Personal information
- Born: 19 September 1997 (age 28) Vestmannaeyjar, Iceland
- Nationality: Icelandic
- Height: 1.74 m (5 ft 9 in)
- Playing position: Right back

Club information
- Current club: HSG Blomberg-Lippe
- Number: 7

Senior clubs
- Years: Team
- 0000-2016: ÍBV
- 2016-2020: Valur
- 2020-2024: BSV Sachsen Zwickau
- 2024-: HSG Blomberg-Lippe

National team ^{1}
- Years: Team / Apps / (Gls)
- 2022–: Iceland / 65 / (88)

= Díana Dögg Magnúsdóttir =

Icelandic handball player (born 1997)

Díana Dögg Magnúsdóttir (born 19 September 1997) is an Icelandic handball player for the Icelandic national team and HSG Blomberg-Lippe. Previously she has also played soccer in the Besta deild kvenna for ÍBV.

== Career ==
Magnúsdóttir started playing handball at her hometown club ÍBV, where she played in both the EHF Cup and EHF Challenge Cup. In 2016 she joined league rivals Valur. Here she won the Icelandic Championship and Cup in 2019.

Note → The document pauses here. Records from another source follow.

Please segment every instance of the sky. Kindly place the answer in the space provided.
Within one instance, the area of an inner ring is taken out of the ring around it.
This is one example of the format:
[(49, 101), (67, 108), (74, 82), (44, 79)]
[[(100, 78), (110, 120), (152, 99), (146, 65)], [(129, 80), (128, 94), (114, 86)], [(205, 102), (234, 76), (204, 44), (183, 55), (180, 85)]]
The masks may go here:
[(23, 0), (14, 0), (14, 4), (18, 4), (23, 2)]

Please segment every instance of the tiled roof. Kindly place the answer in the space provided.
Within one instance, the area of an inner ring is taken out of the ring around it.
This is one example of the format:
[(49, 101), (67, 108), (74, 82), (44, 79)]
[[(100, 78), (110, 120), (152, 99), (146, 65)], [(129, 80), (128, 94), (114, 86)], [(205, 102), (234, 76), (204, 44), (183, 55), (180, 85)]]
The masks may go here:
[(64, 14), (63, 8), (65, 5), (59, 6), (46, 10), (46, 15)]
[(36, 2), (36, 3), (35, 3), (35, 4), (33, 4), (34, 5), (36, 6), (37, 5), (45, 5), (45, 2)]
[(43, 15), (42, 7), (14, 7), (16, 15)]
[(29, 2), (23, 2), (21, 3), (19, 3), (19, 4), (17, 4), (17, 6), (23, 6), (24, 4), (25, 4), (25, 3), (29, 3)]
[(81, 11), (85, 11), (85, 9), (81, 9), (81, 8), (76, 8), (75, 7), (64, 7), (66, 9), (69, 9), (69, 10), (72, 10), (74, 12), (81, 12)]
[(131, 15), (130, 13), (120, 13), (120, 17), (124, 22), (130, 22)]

In 2020 she joined the German 2nd Bundesliga team BSV Sachsen Zwickau an. In 2021 she helped the team getting promoted to the Bundesliga.

In 2024 she joined league rivals HSG Blomberg-Lippe.

== National team ==
Magnúsdóttir played for the Icelandic youth national team.

On 21 March 2018 she made her debut for the Icelandic senior team in a qualification match for the 2018 European Women's Handball Championship against Slovenia.

She represented Iceland at the 2023 World Women's Handball Championship, where Iceland finished 25th. Magnúsdóttir scored 14 goals during the tournament. She represented Iceland again two years later at the 2025 World Women's Handball Championship.